Maurice Tillieux (7 August 1921 – 2 February 1978) was a Belgian writer and comic artist. He is regarded by many as a major figure of post-war Belgian comics.

Maurice Tillieux was born in Huy in 1921. At first he studied for the merchant navy, but his career prospects were sunk following the German invasion of Belgium in 1940. He claims that while waiting at Bordeaux for a ship that was to take him and his fellow students to South America, a Stuka dive-bomber attacked another ship, forcing Tillieux's to turn round and Tillieux to go home.

He turned to writing and his first novel Le navire qui tue ses capitaines (The Ship that Kills its Captains) was published in 1943. Many of his stories would be set at sea or in the docks where his early ambitions may have developed. Two other novels are supposed to have been written at this time, but there seems to be some confusion as to whether or not they were actually published.

Tillieux had already done some work as an artist. He contributed to various weekly and monthly comics as artist and writer, often signing his work with a variety of English pseudonyms.

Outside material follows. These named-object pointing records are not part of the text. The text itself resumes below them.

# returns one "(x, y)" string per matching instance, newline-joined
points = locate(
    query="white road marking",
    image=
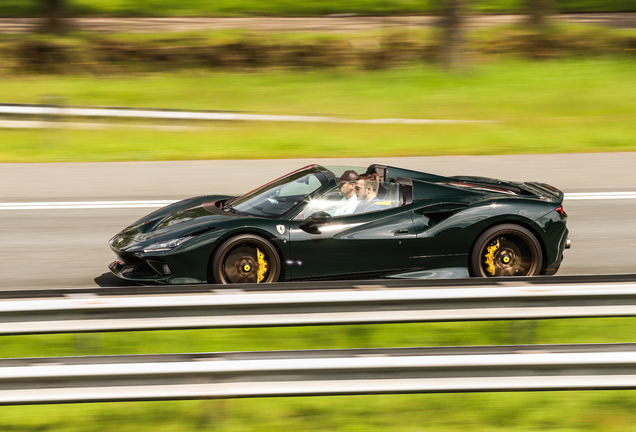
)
(84, 205)
(600, 195)
(30, 124)
(162, 203)
(203, 115)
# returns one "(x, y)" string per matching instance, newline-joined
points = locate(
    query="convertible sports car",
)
(326, 223)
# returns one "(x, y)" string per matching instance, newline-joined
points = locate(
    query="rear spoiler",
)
(544, 191)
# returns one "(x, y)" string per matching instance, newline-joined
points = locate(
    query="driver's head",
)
(348, 183)
(366, 187)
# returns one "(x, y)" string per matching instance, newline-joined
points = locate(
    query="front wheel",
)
(506, 250)
(245, 259)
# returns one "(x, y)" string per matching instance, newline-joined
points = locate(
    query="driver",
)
(367, 192)
(347, 190)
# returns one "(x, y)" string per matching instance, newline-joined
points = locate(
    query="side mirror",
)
(310, 224)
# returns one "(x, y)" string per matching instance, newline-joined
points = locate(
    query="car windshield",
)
(277, 198)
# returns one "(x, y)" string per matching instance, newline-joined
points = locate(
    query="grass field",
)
(290, 8)
(567, 105)
(555, 411)
(560, 106)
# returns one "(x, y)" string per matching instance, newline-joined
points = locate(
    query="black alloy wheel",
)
(506, 250)
(245, 259)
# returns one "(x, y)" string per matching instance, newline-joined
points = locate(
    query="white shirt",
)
(347, 207)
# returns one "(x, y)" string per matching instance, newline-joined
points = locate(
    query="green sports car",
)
(350, 223)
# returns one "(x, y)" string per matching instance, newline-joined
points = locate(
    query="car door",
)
(365, 243)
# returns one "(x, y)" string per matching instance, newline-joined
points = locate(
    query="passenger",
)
(367, 192)
(347, 190)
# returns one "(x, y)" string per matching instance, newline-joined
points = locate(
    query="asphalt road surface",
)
(69, 247)
(326, 24)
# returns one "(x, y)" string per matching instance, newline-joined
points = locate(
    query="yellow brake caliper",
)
(490, 258)
(262, 265)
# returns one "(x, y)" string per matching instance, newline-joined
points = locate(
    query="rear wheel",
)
(245, 259)
(506, 250)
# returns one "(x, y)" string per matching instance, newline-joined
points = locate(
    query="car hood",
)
(188, 221)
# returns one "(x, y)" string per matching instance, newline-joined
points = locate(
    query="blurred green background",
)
(548, 88)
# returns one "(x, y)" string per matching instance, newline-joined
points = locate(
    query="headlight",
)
(167, 245)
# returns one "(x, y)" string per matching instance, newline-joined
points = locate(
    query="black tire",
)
(237, 261)
(506, 250)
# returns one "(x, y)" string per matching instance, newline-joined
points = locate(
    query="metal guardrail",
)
(360, 304)
(305, 373)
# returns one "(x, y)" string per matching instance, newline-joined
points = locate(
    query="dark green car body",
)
(430, 229)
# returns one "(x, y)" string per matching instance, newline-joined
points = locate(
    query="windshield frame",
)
(244, 203)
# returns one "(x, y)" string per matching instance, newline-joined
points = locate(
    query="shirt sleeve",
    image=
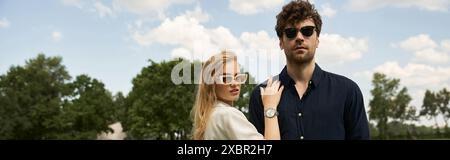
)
(234, 124)
(356, 123)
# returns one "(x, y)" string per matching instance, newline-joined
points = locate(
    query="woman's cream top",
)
(228, 123)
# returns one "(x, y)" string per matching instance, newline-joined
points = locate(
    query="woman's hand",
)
(271, 94)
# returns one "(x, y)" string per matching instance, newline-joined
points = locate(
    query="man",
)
(315, 104)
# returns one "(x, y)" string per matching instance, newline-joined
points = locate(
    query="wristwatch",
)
(270, 113)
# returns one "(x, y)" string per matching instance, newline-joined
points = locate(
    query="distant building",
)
(116, 135)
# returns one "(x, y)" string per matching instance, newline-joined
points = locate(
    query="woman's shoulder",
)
(221, 109)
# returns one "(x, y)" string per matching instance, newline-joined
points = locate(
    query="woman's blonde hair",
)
(206, 93)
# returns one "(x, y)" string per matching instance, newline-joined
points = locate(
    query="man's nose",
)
(299, 37)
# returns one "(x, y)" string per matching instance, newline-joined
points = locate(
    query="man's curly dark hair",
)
(297, 11)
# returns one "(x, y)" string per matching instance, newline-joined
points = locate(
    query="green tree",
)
(31, 98)
(435, 104)
(88, 112)
(389, 104)
(430, 108)
(159, 109)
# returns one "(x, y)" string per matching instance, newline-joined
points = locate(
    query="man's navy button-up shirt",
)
(332, 107)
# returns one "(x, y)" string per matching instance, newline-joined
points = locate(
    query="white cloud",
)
(418, 42)
(416, 75)
(426, 49)
(194, 41)
(4, 23)
(430, 5)
(198, 14)
(431, 55)
(446, 45)
(76, 3)
(147, 7)
(327, 10)
(103, 10)
(249, 7)
(56, 36)
(336, 49)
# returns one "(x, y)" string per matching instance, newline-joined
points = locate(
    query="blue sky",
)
(112, 40)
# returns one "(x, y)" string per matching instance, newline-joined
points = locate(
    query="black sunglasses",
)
(306, 31)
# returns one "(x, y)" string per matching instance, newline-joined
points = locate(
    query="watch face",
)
(271, 112)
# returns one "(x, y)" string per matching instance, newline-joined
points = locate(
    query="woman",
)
(213, 113)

It was in the weekly comic Heroïc-Albums, which started in 1947, that he developed his style and proved himself a master of detective stories loaded with humour and atmosphere. Heroïc-Albums's main appeal was that each issue contained complete stories rather than a number of episodes spread over weekly or monthly instalments.

Tillieux's most notable contribution was Félix, the adventures of a glasses-wearing reporter who travelled the world accompanied by two sidekicks called Allume-Gaz (French for gas lighter) and Inspector Cabarez of the Chilean police. Like most comic strip reporters, Félix spent most of his time fighting crooks and spies rather than simply reporting about them.

Heroïc-Albums ceased publication in 1956, and Tillieux introduced his most famous character, Gil Jourdan, in Spirou magazine, where he had already worked as an illustrator since 1940. Jourdan was very similar to Félix, though he had clear vision and was an actual PI. Like Félix, he was also flanked by two sidekicks, including a police contact, both of whom provided most of the comic relief which contrasted to the earnest nature of the title character. Some of Félix's stories were the basis for some of Jourdan's own adventures.